Tag Archives: winter color

Winter Weather All-Stars

Between storms I’ve been scouting for flowering plants that really hold up to pounding rain. Sure pansies, primroses and cyclamen are pretty but they’re looking a bit beat up about now. I have been impressed with many flowering shrubs and trees that are happily blooming despite so much rainfall this winter.

As I write this during another series of storms, my weather station here in Bonny Doon has recorded 85.06 inches of the wet stuff this season with 39.76 inches of that having fallen so far in January alone. I have put out straight sided containers on several occasions to double check my gauge with an old fashion ruler. Yep, the weather station is accurate.

All this rain makes me have even more respect for the flowering plants that are holding up to the weather. These plants are my heroes and you might consider including them in your garden too.

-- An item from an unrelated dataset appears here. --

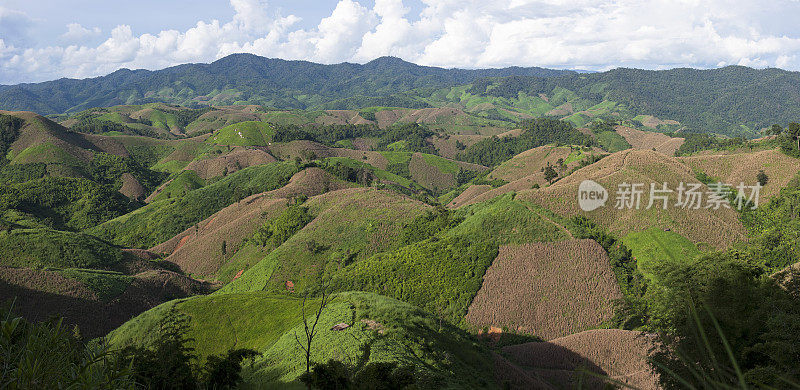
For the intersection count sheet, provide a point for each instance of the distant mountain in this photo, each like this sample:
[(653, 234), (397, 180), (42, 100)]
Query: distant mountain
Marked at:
[(252, 79)]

Autumnalis flowering cherry

One of my favorite small ornamental trees, blooming several times a year, is the Autumnalis flowering cherry. It blooms in the spring, a little during the summer, again in the early fall and then another round of blossoms show up in December and January. I’m not sure how it got the name Autumnalis ‘cause it sure can’t read a calendar. I was afraid I would loose the winter show with so much pounding rain but the pale pink blossoms have come through just fine and and chickadees who land in it before going to the feeder remind me that spring will be here before I know it.

Cinnamon Snow helleborus

Also here in my own garden the hellebore flowers are holding up well. One of my favorites is called Cinnamon Snow but all of the varieties of this buttercup relative accept wind, rain, cold and less than perfect soil while getting by with only moderate watering in the shady summer garden. Deer aren’t attracted to them either.

Australian fuchsia

Recently, after seeing a Pink Australian Fuchsia blooming so profusely despite the rain, I decided to add a variegated variety called Correa ‘Wyn’s Wonder’ to my own garden. Although not related to hybrid fuchsias, the flowers are similar and their nectar will feed the Anna’s hummingbirds. They grow well in dry shade under oaks are deer resistant and drought tolerant.

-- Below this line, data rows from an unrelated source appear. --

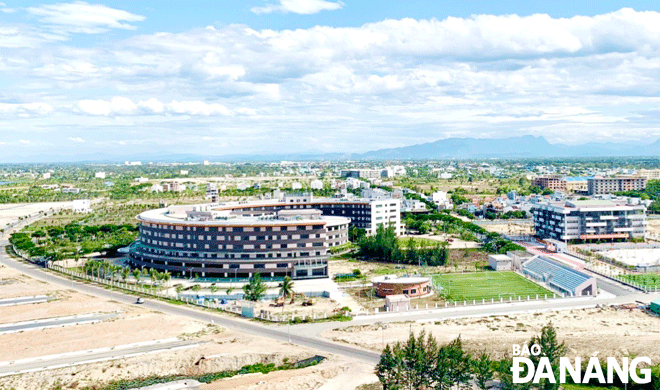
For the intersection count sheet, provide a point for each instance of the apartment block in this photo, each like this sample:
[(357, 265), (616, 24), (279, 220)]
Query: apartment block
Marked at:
[(608, 185), (589, 220)]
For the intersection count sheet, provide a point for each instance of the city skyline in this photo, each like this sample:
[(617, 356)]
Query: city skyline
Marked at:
[(297, 76)]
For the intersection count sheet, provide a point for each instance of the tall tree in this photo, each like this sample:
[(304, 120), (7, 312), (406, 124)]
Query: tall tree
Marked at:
[(550, 348), (482, 368), (255, 289), (286, 287)]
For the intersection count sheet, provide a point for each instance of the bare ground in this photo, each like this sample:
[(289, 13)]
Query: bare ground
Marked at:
[(610, 331)]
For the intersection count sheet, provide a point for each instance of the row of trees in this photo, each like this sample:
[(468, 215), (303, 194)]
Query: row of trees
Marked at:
[(73, 240), (492, 242), (384, 246), (421, 363), (104, 269), (255, 289)]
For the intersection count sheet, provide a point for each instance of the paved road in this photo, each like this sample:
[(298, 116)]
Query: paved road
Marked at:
[(277, 332), (54, 322), (23, 300), (85, 357), (308, 335)]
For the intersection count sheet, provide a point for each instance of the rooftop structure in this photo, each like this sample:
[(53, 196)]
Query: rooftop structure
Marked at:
[(608, 185), (212, 241), (560, 277), (409, 286), (585, 220)]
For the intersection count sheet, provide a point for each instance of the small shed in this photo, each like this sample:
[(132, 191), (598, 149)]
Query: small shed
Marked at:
[(499, 262), (655, 306), (398, 302)]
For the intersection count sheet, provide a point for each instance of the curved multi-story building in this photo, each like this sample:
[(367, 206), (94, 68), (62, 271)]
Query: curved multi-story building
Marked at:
[(229, 241)]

A favorite of birds and indoor floral arrangers is the evergreen mahonia. Plant a mahonia if you want to attract winter hummingbirds. They are blooming now with bright yellow flower clusters that will last for months. Each flower will set a purple berry looking like a cluster of grapes. The edible berries make good jelly, too. There are 70 varieties of mahonia including our own native Oregon Grape which grows in the understory of Douglas fir forests. Mahonia aquifolium is resistant to summer drought, tolerates poor soil and doesn’t create a lot of leaf litter.

daphne odora

Other tough winter blooming plants include winter daphne, abutilon, witch hazel, edgeworthia, camellia and grevillea. Driving around I’m seeing that the Saucer Magnolia’s don’t mind the pounding rain either. Enjoy color in the garden regardless of what Mother Nature brings our way.

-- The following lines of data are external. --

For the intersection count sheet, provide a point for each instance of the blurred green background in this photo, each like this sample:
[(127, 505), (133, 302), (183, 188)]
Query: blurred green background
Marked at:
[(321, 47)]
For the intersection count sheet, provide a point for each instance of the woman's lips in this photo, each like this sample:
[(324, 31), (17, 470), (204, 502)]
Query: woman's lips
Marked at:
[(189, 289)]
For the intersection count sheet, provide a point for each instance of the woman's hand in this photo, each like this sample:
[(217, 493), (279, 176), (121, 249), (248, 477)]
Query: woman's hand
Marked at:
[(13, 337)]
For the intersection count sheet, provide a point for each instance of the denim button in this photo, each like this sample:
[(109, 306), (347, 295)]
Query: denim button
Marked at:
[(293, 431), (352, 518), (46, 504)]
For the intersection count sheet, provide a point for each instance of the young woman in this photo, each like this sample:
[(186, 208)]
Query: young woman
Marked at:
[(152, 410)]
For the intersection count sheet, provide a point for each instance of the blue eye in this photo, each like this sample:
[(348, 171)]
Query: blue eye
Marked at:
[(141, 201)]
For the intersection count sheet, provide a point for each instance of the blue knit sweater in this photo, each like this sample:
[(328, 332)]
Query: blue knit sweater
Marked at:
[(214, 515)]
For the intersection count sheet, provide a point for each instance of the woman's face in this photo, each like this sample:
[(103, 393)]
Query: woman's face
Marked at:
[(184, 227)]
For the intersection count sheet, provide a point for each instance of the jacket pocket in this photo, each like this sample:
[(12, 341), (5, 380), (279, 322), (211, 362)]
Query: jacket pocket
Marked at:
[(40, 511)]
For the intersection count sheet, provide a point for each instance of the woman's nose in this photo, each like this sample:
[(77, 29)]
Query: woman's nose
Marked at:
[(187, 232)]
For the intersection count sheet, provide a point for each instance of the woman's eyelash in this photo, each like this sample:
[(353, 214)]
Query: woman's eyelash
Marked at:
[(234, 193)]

What Landscape Designers Grow in their own Gardens

alstroemeria_Inca-Ice.1600It probably won’t come as a big surprise to you that I have a lot of friends that are also landscape designers. We get together to talk plants, garden design challenges and plant problems while enjoying good food along with a little wine thrown in for good measure. Recently I had the opportunity to visit one of these friends and although I was only there briefly to pick up something I couldn’t help but ask about several of the beautiful plantain her own garden. Some of her favorites include those with interesting foliage and texture and that flower over a long season. Maybe some of these plant ideas will work in your own garden.

Being winter and all I was immediately drawn to the hundreds of soft apricot and creamy yellow flowers covering a 3 foot wide Peruvian Lily. This selection of alstroemeria, called Inca Ice, is much shorter and compact that the taller ones that can be somewhat floppy in the garden. Alstroemeria were named by Carl Linnaeus, often called the Father of Taxonomy, for his friend and student Klaus von Alstroemer. Native to South America, the summer growing types come from eastern Brazil while the winter growing plants are from central Chile.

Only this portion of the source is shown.